Destroy Your Development Environment
Many development environments require a fair amount of manual setup. It takes a while and is not the sort of thing you’d want to do every day. This type of setup has caused me a great deal of pain over the years. Teams I have worked with have put in varying degrees of effort to ensure their documentation is accurate. Some have even automated part or even all of the setup. But things always drift. The scripts stop working. The documentation becomes inaccurate. And by the time a new developer comes on board, it needs quite a bit of updating.
I believe the root of the problem is the frequency in which you destroy and recreate your development environment. I propose that an ideal setup includes a script that not only sets up a new environment, but also destroys and recreates an existing environment. Furthermore, for existing environments, it should take no more than a minute to run and should be run at least daily.
Why?
When you don’t destroy your development environment frequently, the following problems tend to happen:
- It feels acceptable to require manual steps to setup or update an environment. This makes onboarding for new developers hard and possibly confusing. It also makes it hard for existing developers to get a new computer.
- Confidence that setup scripts work and instructions are accurate becomes low since they probably haven’t been used in a while.
- Manually created state tends to creep into your data stores. The state of each machine drifts.
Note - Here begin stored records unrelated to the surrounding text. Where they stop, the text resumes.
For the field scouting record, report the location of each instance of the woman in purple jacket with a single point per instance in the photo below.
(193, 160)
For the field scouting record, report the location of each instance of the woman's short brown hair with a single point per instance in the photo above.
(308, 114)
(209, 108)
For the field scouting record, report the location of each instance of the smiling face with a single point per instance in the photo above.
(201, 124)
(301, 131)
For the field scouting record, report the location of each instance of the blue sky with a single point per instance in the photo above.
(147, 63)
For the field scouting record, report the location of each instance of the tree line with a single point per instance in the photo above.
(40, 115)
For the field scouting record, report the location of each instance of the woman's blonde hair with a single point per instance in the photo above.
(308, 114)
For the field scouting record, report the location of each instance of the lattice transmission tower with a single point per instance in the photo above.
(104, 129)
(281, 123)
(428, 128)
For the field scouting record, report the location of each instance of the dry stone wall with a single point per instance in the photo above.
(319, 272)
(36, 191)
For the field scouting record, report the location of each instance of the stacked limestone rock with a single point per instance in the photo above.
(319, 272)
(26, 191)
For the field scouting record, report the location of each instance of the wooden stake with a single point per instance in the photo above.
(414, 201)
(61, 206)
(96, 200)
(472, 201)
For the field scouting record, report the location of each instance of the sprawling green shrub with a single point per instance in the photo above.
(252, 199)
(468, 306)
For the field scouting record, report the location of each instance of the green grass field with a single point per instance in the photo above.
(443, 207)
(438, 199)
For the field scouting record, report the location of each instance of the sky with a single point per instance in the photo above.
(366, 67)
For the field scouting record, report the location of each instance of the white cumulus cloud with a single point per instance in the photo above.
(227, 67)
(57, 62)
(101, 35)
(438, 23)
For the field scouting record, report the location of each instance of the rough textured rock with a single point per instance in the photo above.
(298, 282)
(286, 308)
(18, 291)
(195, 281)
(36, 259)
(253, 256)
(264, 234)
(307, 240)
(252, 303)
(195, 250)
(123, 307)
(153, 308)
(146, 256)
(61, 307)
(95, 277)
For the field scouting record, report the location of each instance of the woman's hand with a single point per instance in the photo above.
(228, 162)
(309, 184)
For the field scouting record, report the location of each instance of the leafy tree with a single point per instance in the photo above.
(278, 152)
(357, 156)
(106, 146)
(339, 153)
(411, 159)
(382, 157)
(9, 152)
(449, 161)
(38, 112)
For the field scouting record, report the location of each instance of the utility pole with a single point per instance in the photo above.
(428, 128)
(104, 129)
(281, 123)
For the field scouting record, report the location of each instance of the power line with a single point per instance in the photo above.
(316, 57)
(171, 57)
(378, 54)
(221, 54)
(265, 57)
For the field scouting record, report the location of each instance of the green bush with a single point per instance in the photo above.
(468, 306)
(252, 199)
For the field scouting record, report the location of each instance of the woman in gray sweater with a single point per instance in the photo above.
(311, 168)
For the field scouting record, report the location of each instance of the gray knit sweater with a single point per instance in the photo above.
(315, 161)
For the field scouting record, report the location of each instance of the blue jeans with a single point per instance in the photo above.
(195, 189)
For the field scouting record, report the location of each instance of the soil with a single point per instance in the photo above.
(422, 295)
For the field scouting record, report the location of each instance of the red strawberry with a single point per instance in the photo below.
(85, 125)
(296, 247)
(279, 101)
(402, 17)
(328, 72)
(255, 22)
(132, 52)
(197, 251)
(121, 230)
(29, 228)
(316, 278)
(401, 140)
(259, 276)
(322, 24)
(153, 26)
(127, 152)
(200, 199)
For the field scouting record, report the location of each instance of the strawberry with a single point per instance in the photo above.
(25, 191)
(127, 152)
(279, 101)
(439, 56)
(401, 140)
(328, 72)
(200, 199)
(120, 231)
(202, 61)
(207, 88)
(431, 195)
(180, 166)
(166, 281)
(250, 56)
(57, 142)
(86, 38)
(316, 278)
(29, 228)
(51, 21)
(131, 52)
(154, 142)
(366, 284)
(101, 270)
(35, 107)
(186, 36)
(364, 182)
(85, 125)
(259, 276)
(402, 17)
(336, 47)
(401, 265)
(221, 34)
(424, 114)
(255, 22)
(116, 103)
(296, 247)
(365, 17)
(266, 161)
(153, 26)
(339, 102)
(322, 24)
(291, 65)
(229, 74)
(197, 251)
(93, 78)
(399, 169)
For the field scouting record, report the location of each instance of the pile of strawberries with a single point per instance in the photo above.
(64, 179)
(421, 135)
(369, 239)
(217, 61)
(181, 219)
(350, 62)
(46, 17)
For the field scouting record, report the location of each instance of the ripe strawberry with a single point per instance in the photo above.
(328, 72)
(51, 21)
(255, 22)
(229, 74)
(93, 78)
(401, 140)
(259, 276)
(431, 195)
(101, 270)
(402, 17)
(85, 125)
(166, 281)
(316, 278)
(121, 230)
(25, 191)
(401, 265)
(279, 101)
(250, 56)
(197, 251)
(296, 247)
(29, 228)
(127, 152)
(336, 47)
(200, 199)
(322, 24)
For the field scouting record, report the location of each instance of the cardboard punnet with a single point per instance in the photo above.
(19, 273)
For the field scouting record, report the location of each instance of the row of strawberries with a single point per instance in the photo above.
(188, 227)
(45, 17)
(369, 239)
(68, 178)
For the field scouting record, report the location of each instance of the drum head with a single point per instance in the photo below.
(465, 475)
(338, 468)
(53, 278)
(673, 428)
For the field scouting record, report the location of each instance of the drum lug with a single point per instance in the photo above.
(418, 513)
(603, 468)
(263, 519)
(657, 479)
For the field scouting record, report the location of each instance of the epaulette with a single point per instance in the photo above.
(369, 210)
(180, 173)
You find yourself needing a certain dev machine to work on a certain task because it has the state you need. Developer onboarding becomes even more painful because of this.
- John makes a change that breaks Susan’s environment and either forgot to tell her or she forgot what John said. Susan spends the better part of a day tracking down what is wrong.
These costs affect all developers on a team daily. The compounding cost is huge.
Initial Cost
Destroying your development environment frequently is basically a forcing function that will slow you down initially in the following ways:
- You are forced to fully automate everything.
- You are forced to make the script that rebuilds your environment be quite fast. If it is slow, someone will be annoyed by it pretty quickly and figure out a way to make it faster.
- You are forced to create important state as a part of your environment bootstrapping because otherwise it will be gone later that afternoon.
Benefits
These costs are far less than the costs of the pain points they address. If your development environment is fully automated such that you can (and do) destroy it daily, here is what you can expect:
- Whenever another developer makes a change that breaks your environment, you run the setup script before even bothering to check why it is broken. Unless there’s an actual bug, this solves your problem every time in less than a minute. In fact, you get in the habit of proactively running the script each time you begin work so you never run into problems in the first place.
- New developers can get coding and experimenting in their own local environment right away. They are happy and feel in control of their own learning and onboarding. The team is confident that the setup for this new developer will work because they all ran the setup very recently.
- You switch computers freely and painlessly when advantageous. You feel free to get a brand-new laptop with no worry about setting it up.
How To Do It
There are many good ways to set up your environment. Destroying your development environment frequently will naturally force you to work through your own unique problems and find a suitable solution. However, I find concrete examples helpful. Here’s how I put mine together.
Make It Self-Explanatory
These days, a good user-interface doesn’t require you to read documentation. It is self-explanatory. In the world of software development, documentation is still necessary, but we should make things self-explanatory where we can. I find value in telling a new developer how to “turn on” the project as quickly as possible and let them read more details later.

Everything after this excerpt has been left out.